Winnie repeats her warnings to Jake that Gekko is no good but he does not heed it. The couple goes out to a fancy black-tie dinner where she has no enthusiasm to curb. Instead she skulks around a gorgeous ballroom and runs right into daddy Gekko. He is not on the original guest list. He lives in a rented penthouse with rented furniture on the left bank of the Hudson River.
At the table they make nervous small talk. And in midsentence Gordon pivots to acknowledge a passerby; before he can return his glance to his daughter she jumps up “I can’t do this,” runs outside, sits on cold concrete. Jake goes after her. The weepy Winnie (Stone has a sense of humor) reveals that Gekko will never change and she never wants to see him again. Old boyfriend is crushed. He has become the go-between and wants to broker reconciliation but she is making it impossible. The oil-and-water twosome sleeps together but don’t share the same dreams: he dreams of wealth but she, like many second generation rich kids find money the new crack.

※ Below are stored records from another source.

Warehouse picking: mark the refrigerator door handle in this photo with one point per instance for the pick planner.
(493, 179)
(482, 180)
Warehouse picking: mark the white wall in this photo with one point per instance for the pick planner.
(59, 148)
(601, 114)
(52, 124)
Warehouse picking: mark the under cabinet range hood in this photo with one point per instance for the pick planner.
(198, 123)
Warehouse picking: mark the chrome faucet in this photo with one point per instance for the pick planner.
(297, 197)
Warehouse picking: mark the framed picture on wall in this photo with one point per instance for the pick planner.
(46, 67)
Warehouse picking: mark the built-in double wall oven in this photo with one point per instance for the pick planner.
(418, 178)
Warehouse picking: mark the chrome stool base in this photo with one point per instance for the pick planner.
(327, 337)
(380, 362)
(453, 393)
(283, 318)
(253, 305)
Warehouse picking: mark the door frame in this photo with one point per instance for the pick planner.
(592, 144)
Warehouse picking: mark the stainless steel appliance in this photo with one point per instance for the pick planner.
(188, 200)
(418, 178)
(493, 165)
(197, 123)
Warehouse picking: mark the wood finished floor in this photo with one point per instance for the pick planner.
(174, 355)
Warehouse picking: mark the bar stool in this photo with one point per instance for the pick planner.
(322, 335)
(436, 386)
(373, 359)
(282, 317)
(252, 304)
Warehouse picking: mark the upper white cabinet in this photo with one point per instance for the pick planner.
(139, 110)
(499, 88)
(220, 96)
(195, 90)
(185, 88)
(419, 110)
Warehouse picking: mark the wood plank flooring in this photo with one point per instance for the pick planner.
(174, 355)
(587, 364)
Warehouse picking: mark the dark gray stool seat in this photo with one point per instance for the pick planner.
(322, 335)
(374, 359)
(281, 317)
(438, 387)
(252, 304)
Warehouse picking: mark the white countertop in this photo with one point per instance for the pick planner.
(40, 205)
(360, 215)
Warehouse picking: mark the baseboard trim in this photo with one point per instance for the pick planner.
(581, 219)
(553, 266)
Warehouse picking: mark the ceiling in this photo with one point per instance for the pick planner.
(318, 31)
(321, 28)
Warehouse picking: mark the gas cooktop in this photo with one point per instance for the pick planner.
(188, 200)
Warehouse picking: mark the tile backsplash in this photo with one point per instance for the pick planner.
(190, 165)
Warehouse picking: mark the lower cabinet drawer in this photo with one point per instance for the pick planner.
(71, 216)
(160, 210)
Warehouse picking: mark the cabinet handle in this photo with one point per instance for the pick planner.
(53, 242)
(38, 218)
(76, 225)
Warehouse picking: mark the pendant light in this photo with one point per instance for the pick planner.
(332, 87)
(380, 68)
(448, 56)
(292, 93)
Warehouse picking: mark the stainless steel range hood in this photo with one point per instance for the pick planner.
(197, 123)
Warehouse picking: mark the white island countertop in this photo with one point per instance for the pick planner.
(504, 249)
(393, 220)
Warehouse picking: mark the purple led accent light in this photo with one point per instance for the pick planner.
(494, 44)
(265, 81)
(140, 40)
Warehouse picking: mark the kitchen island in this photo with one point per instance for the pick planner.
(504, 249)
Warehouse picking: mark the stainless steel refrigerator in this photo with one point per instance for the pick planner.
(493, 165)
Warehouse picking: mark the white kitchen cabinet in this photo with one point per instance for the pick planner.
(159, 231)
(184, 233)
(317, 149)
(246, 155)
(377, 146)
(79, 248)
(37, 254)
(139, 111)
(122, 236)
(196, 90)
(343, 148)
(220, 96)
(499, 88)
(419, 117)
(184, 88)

Against her better judgment, for Jacob’s cause—green atomic energy—she consents to aid Gekko’s withdrawal of 100 million dollars tucked away in a Swiss trust fund. On the next redeye to the Continent they sign off on documents that will release the trust funds. After the Swiss bank scene, it was way too short, they return to New York to await two little bundles of joy one paper one plastic: a 100 million dollar check and a new baby.